Exists $\displaystyle\lim_{n\rightarrow \infty}\left(i + \left(\frac{4+3i}{5}\right)^n\right)$?

Question

Taking $\alpha = \frac{4+3i}{5}$ we have that $|\alpha|=1$, but on the other hand, we can say nothing about $1^n$ when $n \rightarrow \infty$.

Answer 1

The sequence $\left(\left(\frac{4+3i}5\right)^n\right)_{n\in\mathbb N}$ doesn't converge. If it did, let $l$ be its limit.

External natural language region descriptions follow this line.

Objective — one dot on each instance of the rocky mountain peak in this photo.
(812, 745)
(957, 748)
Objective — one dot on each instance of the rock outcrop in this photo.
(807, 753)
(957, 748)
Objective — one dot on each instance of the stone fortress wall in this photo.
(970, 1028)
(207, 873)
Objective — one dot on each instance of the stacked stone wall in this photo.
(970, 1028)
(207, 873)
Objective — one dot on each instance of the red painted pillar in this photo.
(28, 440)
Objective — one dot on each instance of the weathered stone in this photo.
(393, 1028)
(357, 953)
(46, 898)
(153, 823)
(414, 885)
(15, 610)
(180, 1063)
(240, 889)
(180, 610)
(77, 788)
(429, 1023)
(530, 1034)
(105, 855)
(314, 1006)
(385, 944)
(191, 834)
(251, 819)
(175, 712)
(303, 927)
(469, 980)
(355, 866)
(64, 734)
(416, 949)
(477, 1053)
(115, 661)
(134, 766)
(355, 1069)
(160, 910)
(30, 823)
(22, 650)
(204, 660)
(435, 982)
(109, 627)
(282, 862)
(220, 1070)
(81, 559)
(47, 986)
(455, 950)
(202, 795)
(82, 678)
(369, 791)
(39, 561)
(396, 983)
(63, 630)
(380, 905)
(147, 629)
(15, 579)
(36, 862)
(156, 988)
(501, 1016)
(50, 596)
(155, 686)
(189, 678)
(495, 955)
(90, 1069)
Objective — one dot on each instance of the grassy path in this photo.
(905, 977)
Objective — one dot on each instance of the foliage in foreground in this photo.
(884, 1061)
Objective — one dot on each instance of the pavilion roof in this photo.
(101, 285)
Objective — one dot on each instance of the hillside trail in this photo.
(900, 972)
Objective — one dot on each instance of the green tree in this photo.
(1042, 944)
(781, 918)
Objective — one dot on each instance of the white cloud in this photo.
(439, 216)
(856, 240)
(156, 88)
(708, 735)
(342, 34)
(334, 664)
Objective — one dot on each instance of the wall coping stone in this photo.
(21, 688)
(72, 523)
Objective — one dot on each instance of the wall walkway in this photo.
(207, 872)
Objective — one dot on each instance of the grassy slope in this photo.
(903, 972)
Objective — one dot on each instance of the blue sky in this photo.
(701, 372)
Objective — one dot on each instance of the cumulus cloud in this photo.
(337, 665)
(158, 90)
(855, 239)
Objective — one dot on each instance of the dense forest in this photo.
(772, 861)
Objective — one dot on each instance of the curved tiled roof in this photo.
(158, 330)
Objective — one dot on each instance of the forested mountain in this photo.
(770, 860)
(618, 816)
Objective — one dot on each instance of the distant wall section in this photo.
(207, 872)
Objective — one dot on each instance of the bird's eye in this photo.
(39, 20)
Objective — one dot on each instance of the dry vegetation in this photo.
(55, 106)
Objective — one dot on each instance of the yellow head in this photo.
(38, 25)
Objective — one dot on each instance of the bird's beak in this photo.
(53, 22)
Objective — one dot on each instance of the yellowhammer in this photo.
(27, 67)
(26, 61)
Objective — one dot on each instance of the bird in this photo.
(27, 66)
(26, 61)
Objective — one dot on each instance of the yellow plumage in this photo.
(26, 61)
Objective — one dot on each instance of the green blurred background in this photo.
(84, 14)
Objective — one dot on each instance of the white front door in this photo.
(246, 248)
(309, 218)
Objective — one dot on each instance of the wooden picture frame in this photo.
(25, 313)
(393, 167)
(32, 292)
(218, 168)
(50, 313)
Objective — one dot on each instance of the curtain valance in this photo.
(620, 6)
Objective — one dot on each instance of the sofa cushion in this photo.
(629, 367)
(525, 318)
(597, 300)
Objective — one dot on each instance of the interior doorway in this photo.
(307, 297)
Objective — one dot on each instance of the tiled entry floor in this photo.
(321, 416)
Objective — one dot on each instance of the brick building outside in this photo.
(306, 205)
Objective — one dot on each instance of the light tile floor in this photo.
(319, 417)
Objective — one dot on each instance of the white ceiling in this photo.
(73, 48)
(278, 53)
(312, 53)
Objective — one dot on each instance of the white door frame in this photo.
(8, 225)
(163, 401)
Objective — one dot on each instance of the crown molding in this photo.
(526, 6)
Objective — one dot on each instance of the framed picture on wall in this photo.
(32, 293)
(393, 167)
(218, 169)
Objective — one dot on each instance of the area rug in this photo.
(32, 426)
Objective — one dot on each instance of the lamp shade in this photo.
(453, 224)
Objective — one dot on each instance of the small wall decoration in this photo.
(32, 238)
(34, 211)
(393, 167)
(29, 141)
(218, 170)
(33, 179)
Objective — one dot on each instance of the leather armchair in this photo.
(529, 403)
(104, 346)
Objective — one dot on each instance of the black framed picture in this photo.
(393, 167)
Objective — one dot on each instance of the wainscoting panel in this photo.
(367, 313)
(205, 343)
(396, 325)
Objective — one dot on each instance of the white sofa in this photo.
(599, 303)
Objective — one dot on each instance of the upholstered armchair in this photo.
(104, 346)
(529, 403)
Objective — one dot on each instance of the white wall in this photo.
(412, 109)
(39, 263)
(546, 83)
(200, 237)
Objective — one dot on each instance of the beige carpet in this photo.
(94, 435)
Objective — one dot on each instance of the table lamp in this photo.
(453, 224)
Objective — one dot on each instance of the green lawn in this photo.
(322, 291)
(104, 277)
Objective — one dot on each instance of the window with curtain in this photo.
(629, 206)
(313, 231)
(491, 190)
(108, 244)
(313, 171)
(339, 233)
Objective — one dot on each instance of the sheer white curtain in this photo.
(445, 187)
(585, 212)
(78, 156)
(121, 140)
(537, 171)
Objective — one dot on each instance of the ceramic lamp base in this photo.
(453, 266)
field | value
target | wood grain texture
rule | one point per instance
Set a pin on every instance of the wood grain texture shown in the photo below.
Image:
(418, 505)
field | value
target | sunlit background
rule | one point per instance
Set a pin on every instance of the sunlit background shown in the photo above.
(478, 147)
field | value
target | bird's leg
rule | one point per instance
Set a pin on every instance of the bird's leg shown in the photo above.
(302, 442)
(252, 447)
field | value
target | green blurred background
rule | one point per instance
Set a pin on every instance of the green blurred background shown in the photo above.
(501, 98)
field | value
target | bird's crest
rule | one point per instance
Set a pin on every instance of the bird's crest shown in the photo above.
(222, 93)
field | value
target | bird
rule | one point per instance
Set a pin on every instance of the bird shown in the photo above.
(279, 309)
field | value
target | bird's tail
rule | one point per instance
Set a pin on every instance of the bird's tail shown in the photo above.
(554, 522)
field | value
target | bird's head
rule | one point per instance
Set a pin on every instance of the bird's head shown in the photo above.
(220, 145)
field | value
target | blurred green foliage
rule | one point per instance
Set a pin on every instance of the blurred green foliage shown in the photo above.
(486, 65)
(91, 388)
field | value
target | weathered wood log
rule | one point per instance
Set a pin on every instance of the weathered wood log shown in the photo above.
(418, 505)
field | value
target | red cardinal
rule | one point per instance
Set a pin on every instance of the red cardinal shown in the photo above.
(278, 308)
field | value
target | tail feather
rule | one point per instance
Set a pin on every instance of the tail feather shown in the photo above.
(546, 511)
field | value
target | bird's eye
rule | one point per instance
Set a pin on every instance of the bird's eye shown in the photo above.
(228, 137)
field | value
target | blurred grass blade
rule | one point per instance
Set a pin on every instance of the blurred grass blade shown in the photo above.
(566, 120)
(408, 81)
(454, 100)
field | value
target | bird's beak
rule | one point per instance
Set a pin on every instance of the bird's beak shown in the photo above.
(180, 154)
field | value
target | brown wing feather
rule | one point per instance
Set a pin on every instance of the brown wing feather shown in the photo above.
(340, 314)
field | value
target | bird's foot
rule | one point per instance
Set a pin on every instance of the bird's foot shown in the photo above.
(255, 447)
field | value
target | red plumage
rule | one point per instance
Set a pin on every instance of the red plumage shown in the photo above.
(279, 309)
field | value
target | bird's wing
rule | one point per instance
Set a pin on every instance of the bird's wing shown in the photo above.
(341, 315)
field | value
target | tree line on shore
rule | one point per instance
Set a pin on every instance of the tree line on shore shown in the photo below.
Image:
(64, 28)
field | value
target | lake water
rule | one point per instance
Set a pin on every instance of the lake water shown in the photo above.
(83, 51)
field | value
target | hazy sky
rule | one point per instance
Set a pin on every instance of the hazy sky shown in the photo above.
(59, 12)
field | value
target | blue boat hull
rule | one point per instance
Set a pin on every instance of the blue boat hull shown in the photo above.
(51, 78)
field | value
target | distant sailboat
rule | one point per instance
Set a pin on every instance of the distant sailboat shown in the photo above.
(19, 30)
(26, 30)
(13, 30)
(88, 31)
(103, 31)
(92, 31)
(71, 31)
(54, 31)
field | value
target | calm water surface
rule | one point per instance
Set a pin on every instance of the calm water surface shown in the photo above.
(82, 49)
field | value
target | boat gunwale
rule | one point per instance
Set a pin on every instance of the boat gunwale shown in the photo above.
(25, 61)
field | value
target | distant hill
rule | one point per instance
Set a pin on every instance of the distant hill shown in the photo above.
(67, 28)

Then\begin{align}l&=\lim_{n\to\infty}\left(\frac{4+3i}5\right)^{n+1}\\&=\lim_{n\to\infty}\left(\frac{4+3i}5\right)^n\left(\frac{4+3i}5\right)\\&=l\times\left(\frac{4+3i}5\right),\end{align}which is impossible, since this would mean that $l=0$ and the absolute value of each term of the sequence is $1$. So, your sequence also doesn't converge.

Answer 2

Note $\alpha$ has modulus $1$, and so represents a rotation. If you continually multiply it to itself, it simply rotates around the unit circle and never converges.

Answer 3

Note that $$(\frac {4+3i}{5})^n =\cos (n\theta)+i\sin (n\theta)$$ where $\cos (\theta)=4/5$ and $\sin (\theta )=3/5$.

Thus the sequence does not converge.

Answer 4

It is possible to expand this into lim n to infinity

i + summation k=0 to n of (n!*4^n * 3^k)/((n-k)!k! 4^k * 5^n ) * (cos(pi * k/2) + i * sin(pi * k/2) ) I cannot make any conclusion from this expansion. I hope it helps.